Women at the Constituent Assembly

"Not for a spirit of chivalry but of loyal gratitude, I'd like to remember our colleagues in this moment. Let's not forget that for the first time, some Italian women have sat in this Chamber, and they, though bringing the voice of many political positions, have taught us that in the most important moments, when establishing the fundamental points for our life, they were able to find the most adapted words to express, unitedly, all Italian women's thoughts".

On 31st January 1948, taking grateful leave from the Constituent Assembly,  having reached the end of his work, the President Umberto Terracini pronounced these words in honor of all the Italian women who had participated.

In just a few words, the President let emerge some of the distinctive  features of women's experience at the Constituent Assembly. Above all the extraordinary nature of the event, marking an irreversible turning point in the political and social life of the country: the affirmation of the Italian women's right (duty) to take part as well, together with the Italian men. Secondly, demonstrating that the variety of geographical origin, of the educational level, of the political training and experience don't represent, as indeed they hadn't represented, an obstacle to the expression of a unitary and representative position of all Italian women, because there is a possibility of diverse and varied composition of reality and the 21 Consituents were an expression: the "arranged words", that is to say the dialogic and conciliatory "style". And finally, the ability to recognize the supremacy of the essential on the transient, to distinguish the "basic points" for the life of a country from those which aren't fundamental.

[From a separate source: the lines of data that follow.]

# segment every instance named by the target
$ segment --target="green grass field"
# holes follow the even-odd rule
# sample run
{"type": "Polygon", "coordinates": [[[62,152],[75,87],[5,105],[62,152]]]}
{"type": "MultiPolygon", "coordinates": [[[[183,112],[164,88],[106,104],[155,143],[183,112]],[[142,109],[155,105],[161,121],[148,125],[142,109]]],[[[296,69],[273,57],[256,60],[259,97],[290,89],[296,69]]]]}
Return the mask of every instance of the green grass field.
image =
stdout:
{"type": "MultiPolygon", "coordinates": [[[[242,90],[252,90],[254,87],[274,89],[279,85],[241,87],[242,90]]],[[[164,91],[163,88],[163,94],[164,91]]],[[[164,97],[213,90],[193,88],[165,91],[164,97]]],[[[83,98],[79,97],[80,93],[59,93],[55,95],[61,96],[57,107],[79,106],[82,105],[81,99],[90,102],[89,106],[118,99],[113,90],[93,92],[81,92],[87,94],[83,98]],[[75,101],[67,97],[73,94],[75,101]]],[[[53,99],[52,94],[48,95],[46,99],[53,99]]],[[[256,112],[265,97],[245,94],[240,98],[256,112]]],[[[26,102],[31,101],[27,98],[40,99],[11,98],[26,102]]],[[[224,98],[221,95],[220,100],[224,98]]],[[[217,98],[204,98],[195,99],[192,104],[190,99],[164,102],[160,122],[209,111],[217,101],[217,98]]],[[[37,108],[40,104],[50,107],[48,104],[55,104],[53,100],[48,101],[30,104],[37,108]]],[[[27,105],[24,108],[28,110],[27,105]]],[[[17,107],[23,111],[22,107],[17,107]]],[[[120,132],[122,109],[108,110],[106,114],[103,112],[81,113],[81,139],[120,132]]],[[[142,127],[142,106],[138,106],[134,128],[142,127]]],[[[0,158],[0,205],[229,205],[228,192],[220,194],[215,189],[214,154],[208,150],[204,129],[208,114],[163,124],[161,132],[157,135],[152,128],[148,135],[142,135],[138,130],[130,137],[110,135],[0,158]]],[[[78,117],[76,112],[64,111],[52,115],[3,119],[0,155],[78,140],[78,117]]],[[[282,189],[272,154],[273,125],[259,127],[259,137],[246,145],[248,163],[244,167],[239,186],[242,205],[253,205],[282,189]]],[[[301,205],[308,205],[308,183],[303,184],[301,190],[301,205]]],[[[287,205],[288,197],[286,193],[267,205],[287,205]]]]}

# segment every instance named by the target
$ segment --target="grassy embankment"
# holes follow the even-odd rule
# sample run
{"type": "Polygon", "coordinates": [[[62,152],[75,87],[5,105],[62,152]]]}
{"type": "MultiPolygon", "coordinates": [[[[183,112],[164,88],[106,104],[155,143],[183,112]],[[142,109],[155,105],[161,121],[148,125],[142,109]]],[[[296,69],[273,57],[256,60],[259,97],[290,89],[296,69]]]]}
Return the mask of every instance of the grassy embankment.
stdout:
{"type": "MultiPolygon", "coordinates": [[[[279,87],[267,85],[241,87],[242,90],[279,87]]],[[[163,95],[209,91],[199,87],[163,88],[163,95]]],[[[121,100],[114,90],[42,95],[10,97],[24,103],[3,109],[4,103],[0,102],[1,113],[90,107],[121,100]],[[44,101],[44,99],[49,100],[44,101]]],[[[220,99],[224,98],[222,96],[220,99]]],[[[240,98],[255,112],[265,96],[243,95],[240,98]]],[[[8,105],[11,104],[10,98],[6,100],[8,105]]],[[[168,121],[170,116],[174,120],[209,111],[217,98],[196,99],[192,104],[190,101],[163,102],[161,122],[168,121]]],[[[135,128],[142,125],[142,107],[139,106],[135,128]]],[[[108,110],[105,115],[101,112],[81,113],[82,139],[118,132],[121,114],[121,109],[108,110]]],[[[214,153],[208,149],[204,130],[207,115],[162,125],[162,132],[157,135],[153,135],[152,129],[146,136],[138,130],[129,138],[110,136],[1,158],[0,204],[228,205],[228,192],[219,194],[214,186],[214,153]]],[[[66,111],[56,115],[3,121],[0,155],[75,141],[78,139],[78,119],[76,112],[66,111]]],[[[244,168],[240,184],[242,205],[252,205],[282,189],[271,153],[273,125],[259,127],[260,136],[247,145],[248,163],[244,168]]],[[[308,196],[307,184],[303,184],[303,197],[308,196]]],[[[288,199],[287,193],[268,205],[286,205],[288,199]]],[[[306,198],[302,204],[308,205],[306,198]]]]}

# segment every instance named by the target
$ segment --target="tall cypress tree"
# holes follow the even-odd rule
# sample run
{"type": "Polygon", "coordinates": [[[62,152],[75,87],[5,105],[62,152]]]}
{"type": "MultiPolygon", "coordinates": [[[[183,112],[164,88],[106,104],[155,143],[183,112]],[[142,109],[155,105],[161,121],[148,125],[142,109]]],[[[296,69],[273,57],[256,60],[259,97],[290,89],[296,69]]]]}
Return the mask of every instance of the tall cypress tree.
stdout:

Although coming from the most varied experiences of political militancy, engagement in female movements or in social solidarity,   ultimately all trained by the partisan resistence to the sacrifice of personal interest in the name of a common good, the 21 Members of the Constituent Assembly were able to put their diversities together with a view to the life of the Italian State of the time: the writing of the Constitutional Charter by women and for women.